Orense
Quisiera ser Manhattan, sus edificios tienen vocación neoyorquina, y los innumerables sótanos que abren sus compuertas a la noche portan orgullosamente nombres con genuino sabor americano. Pero el insobornable y caprichoso nomenclátor la llama Orense, y quizá no ande del todo descaminado, pues pocas provincias hay en la Península tan cosmopolitas como ésta, por inevitables compromisos migratorios.Los soportales de Orense son una parodia de calle mayor de pueblo y, como tales, acogen los paseos ritualizados de los jóvenes. Ninfas acrílicas apenas adolescentes minishortean los escollos de la travesía, afrontan con indiferencia las miradas lascivas, escuchan sin pestañear las mayores obscenidades y, ajenas al peligro, lamen golosamente sus helados o devoran sin tasa espurias hamburguesas y exploran indiscretas los sombríos recovecos, las grutas acolchadas donde acechan bronceados macarras predadores.

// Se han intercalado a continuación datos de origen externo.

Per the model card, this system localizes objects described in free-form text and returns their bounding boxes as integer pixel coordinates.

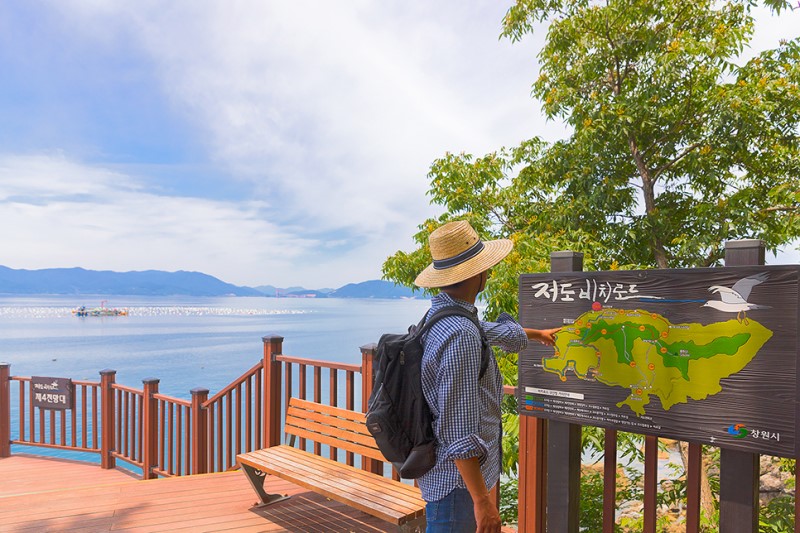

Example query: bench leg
[398,515,426,533]
[242,464,289,507]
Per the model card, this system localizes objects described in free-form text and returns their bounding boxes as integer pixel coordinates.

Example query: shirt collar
[431,292,478,314]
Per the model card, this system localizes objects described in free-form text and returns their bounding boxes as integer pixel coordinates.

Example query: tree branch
[653,143,702,181]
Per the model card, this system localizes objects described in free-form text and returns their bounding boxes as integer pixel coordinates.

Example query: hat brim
[414,239,514,289]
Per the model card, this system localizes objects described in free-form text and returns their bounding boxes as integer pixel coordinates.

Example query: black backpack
[367,306,489,479]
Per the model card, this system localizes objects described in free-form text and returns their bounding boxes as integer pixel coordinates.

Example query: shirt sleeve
[437,322,488,463]
[481,313,528,353]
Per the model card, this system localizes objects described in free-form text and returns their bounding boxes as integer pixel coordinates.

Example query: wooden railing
[0,270,792,533]
[0,336,373,479]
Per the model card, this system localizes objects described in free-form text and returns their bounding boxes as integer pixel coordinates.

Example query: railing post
[361,342,383,474]
[142,378,159,479]
[100,369,117,470]
[0,363,11,458]
[719,239,765,533]
[517,415,547,533]
[545,251,583,533]
[191,388,208,474]
[261,335,283,448]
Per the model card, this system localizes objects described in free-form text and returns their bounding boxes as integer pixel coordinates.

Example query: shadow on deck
[0,455,400,533]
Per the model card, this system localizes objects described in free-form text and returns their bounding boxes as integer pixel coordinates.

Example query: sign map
[519,266,798,457]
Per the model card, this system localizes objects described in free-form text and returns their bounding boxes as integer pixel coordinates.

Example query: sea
[0,295,430,399]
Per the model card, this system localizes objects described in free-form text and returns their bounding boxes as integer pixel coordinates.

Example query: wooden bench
[236,398,425,531]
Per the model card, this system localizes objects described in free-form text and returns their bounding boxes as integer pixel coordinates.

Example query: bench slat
[284,417,386,462]
[292,422,386,461]
[253,446,424,515]
[237,397,425,526]
[289,397,367,424]
[248,446,424,506]
[238,446,425,525]
[286,406,372,438]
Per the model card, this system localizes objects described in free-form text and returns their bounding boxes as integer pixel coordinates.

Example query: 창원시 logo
[728,424,750,439]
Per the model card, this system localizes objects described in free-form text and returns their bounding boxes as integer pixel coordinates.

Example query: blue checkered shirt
[417,293,528,502]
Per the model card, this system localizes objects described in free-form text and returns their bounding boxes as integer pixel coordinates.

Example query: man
[415,221,557,533]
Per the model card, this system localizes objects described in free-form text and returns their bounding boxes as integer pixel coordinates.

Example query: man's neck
[442,287,478,305]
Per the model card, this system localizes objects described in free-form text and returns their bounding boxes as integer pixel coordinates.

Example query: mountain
[328,279,423,298]
[0,266,263,296]
[0,265,426,298]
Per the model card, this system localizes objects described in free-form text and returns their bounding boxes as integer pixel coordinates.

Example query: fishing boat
[72,300,128,316]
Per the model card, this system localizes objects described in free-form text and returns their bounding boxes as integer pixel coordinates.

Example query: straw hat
[414,220,513,288]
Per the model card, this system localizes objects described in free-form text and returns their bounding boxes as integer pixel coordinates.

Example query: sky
[0,0,800,288]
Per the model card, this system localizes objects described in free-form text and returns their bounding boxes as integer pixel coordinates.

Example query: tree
[383,0,800,524]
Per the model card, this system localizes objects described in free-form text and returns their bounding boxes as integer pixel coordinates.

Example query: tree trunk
[628,136,669,268]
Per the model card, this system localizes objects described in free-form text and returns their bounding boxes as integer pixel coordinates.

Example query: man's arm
[522,328,561,346]
[455,457,502,533]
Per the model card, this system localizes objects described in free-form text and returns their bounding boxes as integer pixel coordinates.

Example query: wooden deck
[0,455,406,533]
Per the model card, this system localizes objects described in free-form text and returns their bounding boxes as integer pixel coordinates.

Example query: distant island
[0,266,427,299]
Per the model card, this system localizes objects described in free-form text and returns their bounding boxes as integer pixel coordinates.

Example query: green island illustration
[542,308,772,416]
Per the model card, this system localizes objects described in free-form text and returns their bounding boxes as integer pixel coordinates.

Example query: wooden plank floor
[0,455,406,533]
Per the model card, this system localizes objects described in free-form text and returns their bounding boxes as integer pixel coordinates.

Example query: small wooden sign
[31,376,74,411]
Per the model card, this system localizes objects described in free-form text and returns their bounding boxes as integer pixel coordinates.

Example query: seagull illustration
[703,272,771,324]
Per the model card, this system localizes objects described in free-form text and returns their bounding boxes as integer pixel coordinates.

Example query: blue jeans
[425,489,478,533]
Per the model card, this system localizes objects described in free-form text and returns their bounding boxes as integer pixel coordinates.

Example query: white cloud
[0,155,360,285]
[0,0,800,287]
[53,1,552,235]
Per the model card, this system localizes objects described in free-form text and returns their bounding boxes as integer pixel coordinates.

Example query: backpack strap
[415,305,489,379]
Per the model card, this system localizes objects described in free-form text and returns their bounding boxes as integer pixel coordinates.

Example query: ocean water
[0,295,430,399]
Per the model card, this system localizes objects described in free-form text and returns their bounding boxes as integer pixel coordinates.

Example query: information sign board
[31,376,73,411]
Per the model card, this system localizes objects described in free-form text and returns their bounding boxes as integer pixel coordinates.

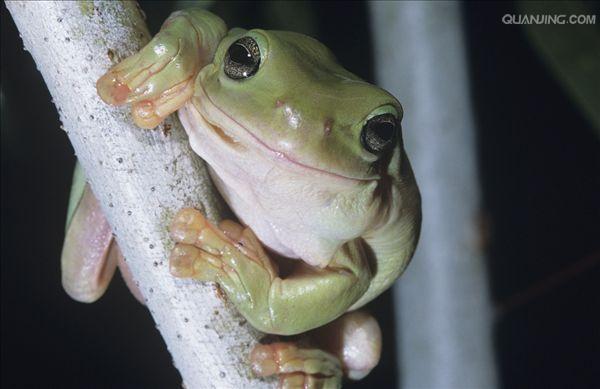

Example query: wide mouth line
[196,83,373,182]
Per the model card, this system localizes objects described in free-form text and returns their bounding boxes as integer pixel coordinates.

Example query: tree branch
[6,1,272,388]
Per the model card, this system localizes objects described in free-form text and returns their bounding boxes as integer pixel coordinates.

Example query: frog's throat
[191,83,377,183]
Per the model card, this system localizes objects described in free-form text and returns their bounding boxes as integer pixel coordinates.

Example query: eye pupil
[223,37,260,80]
[229,43,252,65]
[361,113,397,155]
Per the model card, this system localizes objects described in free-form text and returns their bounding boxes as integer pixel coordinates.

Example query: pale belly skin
[63,6,421,388]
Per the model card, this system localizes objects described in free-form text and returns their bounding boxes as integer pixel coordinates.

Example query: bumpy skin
[65,10,421,387]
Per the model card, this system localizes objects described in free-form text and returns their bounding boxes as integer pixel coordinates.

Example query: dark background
[0,1,600,388]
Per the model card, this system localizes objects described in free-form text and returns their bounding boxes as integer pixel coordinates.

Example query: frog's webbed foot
[61,180,144,304]
[169,208,277,292]
[96,9,226,128]
[250,311,381,388]
[169,208,370,335]
[250,342,342,389]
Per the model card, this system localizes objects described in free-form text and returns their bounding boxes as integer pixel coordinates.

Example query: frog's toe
[131,79,194,128]
[250,342,342,388]
[96,13,209,128]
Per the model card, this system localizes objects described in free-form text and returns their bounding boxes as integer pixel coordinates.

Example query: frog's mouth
[194,83,374,183]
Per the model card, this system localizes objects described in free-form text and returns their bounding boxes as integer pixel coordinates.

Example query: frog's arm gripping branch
[97,9,227,128]
[6,1,274,388]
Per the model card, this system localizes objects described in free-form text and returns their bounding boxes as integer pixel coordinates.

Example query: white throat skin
[179,98,389,267]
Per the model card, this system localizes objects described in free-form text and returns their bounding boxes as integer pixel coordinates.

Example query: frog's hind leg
[96,9,226,128]
[250,311,381,388]
[61,163,144,304]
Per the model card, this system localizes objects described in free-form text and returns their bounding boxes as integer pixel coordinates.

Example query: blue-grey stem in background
[370,2,497,388]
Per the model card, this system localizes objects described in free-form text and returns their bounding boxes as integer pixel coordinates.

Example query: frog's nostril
[323,118,333,135]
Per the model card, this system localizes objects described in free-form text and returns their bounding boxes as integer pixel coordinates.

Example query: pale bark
[6,1,272,388]
[371,1,497,388]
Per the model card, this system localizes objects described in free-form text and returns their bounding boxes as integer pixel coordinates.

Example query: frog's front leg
[96,9,227,128]
[170,208,371,335]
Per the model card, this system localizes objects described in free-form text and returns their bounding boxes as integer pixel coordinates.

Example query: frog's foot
[169,208,277,284]
[61,184,144,304]
[96,10,225,128]
[250,342,342,389]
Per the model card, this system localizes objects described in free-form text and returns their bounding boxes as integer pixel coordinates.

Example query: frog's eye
[223,36,260,80]
[360,113,398,155]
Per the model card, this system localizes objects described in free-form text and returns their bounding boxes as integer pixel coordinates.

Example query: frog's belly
[209,165,299,259]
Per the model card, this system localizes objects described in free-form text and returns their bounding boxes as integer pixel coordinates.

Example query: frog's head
[196,29,402,180]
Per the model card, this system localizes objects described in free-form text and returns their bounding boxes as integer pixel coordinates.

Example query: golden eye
[223,36,260,80]
[360,113,398,155]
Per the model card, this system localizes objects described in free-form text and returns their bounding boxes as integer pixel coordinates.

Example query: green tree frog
[63,9,421,387]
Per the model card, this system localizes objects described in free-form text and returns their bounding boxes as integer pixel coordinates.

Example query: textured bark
[371,1,497,388]
[6,1,272,388]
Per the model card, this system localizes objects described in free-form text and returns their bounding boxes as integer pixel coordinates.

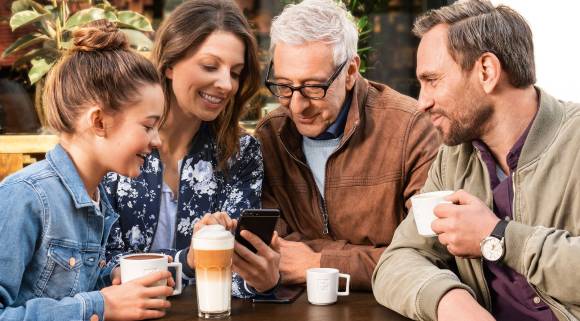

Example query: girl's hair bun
[72,19,129,52]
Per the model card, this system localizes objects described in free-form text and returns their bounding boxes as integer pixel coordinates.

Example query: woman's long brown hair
[152,0,260,170]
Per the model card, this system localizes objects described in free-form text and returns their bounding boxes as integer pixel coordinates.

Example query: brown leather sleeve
[306,113,440,290]
[402,113,441,213]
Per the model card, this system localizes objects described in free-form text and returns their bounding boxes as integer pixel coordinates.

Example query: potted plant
[2,0,153,126]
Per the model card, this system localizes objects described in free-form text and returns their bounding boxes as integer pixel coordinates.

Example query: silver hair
[270,0,358,66]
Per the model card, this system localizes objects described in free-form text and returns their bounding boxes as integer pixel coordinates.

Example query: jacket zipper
[476,149,493,311]
[282,139,330,235]
[280,121,358,235]
[512,173,571,321]
[532,286,572,321]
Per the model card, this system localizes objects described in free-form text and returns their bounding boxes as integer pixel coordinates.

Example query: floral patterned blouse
[104,123,264,298]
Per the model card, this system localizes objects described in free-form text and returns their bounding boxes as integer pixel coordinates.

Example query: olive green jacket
[373,90,580,320]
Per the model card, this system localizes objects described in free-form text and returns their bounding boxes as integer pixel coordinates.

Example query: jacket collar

Todos están de paso, los minúsculos apartamentos se llenan y vacían con celeridad. Romances apresurados. Relaciones que cronometran implacables relojes digitales. Pasiones que sanciona la tarjeta de crédito. Vicios homologados por señoritas de alto standing.
En las mañanas, procesión de amas de casa con idénticas bolsas que portan el reclamo de grandes almacenes y muchachas en flor con la nariz pegada al cristal de las boutiques, pulcros oficinistas que juegan a ejecutivos y, como contrapunto, la fría realidad de las magistraturas de trabajo, instaladas en un inhóspito edificio de falsos mármoles.

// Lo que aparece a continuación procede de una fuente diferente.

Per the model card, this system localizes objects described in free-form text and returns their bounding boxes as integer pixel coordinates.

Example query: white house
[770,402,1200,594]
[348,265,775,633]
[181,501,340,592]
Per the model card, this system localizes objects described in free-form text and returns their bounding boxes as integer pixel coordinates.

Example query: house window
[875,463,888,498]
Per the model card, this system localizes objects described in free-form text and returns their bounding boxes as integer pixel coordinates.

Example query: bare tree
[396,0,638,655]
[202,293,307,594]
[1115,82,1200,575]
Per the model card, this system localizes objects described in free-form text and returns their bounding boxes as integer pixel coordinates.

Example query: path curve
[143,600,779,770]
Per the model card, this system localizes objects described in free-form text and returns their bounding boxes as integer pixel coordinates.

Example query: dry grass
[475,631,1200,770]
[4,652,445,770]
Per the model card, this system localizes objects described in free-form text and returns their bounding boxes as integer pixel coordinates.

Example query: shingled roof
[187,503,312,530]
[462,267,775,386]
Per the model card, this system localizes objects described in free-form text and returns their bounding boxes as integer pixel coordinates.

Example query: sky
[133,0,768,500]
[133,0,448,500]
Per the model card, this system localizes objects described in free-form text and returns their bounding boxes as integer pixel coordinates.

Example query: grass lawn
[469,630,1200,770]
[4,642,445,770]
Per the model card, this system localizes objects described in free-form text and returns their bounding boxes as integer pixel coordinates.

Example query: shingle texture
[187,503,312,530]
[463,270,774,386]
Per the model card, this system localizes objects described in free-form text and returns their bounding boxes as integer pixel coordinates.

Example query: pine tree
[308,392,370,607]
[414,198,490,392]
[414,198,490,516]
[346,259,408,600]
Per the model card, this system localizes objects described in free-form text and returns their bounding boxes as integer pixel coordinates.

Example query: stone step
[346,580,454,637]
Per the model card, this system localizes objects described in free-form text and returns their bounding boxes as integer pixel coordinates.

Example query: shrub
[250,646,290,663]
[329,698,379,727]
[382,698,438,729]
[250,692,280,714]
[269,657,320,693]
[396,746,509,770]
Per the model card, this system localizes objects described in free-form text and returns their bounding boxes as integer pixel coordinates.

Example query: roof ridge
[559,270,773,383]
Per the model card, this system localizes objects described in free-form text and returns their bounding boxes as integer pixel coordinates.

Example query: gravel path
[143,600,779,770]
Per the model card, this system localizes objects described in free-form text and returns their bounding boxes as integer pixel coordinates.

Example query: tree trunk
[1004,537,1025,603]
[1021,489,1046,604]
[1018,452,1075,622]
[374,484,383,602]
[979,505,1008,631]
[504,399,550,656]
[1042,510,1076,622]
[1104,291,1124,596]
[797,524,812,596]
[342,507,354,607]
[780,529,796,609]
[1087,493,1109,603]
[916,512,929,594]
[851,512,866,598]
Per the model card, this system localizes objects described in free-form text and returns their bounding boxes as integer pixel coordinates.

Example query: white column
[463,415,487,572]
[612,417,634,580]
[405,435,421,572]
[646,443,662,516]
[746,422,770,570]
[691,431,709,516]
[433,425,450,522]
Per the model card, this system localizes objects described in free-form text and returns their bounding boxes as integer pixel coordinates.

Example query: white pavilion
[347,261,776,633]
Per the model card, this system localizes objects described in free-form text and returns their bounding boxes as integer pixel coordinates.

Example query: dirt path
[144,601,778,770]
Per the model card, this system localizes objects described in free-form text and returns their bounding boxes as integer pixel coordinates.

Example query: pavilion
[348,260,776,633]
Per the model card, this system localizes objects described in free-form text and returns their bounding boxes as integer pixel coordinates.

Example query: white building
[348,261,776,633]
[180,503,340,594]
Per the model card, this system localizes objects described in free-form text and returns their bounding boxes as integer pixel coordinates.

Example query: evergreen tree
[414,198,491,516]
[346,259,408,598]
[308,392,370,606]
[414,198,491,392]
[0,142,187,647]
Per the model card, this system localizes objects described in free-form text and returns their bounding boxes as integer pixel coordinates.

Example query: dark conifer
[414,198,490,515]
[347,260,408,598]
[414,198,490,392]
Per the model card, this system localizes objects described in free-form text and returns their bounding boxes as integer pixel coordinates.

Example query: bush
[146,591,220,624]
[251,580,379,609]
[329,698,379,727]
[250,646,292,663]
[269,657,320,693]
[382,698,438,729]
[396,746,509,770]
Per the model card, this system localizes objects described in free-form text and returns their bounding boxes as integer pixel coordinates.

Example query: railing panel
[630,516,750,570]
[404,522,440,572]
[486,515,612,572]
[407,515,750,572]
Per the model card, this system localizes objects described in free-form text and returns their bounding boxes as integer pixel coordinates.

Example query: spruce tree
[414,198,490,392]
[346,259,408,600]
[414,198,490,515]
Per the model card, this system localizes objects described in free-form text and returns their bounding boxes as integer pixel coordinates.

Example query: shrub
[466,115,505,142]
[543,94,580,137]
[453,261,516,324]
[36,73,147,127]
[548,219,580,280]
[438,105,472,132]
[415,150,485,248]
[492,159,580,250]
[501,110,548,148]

Orense cumple eficazmente su función. Restaurantes de comida rápida, burgers, pizzerías, cafeterías de plato combinado y mantel individual, refectorios para empleados en celo y también confortables bodegones.
Durante el día, Orense guarda las espaldas de la Castellana, a estas alturas especialmente desolada. A través de inesperados vericuetos, escaleras sin sentido, plazas sin nombre y túneles recónditos se unen las dos calles y crean un barrio mutante, sin vecinos, sin niños, sin hogares, lugar de paso, enclave fronterizo que no escapa, pese a sus velos de modernidad, de la degradación cotidiana: Crece la entropía, los muros se llenan de graffitis obscenos, se funden los neones, y anónimos artistas practican el décollage arrancando a tiras los posters.

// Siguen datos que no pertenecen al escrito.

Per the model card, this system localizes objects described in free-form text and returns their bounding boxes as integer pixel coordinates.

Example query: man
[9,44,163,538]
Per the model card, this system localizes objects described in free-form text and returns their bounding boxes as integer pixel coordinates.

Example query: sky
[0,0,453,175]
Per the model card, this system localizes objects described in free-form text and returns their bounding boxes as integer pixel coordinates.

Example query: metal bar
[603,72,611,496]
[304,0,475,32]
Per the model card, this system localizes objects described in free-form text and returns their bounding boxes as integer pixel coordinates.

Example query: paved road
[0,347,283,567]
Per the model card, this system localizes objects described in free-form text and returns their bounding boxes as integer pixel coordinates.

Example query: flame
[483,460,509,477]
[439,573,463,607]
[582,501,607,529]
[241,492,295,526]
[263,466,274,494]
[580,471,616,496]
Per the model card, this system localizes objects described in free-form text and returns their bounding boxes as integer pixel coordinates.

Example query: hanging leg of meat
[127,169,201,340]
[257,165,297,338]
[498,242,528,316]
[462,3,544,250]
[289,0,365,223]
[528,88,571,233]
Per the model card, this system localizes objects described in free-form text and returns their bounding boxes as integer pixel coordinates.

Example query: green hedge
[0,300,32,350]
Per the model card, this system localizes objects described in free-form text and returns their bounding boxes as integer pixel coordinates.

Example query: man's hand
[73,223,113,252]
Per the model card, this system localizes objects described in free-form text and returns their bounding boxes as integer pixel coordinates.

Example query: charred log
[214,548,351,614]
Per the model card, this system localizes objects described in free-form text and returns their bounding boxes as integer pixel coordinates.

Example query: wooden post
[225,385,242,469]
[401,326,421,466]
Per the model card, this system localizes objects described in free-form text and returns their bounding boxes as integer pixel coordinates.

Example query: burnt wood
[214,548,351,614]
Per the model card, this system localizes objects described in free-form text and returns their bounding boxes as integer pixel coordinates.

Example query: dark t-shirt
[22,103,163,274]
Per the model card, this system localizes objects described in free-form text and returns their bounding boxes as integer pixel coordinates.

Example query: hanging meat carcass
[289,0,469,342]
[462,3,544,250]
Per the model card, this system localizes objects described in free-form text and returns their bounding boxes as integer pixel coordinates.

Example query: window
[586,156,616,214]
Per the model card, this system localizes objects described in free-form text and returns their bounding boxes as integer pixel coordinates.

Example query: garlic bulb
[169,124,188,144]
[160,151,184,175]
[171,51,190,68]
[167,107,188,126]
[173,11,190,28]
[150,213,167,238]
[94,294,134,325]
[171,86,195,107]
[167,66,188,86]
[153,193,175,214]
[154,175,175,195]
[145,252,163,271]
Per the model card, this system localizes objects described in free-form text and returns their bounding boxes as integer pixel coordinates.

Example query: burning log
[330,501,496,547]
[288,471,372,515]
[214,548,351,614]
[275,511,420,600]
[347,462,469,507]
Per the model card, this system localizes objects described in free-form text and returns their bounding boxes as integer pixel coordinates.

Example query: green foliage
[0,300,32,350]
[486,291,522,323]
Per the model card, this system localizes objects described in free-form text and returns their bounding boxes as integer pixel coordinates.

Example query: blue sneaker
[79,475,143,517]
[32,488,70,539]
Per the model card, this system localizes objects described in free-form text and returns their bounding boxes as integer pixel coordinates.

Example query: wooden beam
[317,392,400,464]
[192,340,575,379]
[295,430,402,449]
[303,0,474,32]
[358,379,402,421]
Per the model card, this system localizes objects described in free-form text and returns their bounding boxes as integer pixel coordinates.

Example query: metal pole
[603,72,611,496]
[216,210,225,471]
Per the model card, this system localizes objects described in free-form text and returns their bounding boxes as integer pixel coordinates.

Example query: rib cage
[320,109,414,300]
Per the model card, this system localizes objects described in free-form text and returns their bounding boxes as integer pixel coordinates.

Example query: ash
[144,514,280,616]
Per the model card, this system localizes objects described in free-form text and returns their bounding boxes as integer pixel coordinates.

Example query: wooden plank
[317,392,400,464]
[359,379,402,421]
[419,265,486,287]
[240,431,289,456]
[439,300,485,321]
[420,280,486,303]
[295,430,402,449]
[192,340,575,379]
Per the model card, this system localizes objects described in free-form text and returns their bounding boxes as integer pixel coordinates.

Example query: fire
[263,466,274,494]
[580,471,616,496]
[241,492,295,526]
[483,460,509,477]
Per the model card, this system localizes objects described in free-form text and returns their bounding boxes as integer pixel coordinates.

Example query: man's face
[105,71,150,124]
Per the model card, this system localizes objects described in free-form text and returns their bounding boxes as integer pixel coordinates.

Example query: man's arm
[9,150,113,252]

Bajo esta urbe ficticia transcurre vertiginoso el tráfico rodado, parkings monstruosos abren sus fauces, y se vislumbran solares, descampados, incongruentes terraplenes, tierra de nadie circundada por las moles de las altivas torres sin ventanas, fanales de cristal opaco que preservan de las miradas hostiles las interioridades del capital, el vientre de Moloch.
Más tarde cambia la decoración, y cuando las primeras sombras se desploman y las luces comienzan a guiñar con gesto cómplice, son otros los que acuden a la llamada y se sumergen en las profundidades de la piedra, en las grutas horadadas en el subsuelo, para exhibirse en las Pistas de baile o acechar a sus improbables presas parapetados tras un whisky.
De toda esta caterva de discopubs y clubes, de antros y garitos, destaca sin escándalo un bar llamado Rita, dedicado al recuerdo, consagrado a la imagen de Gilda, Rita Hayworth, presente en todas partes, multiplicada en todos los espejos, representada a través de una nutrida selección de fotos, algunas a tamaño natural, enmarcadas en muros, techos y rincones.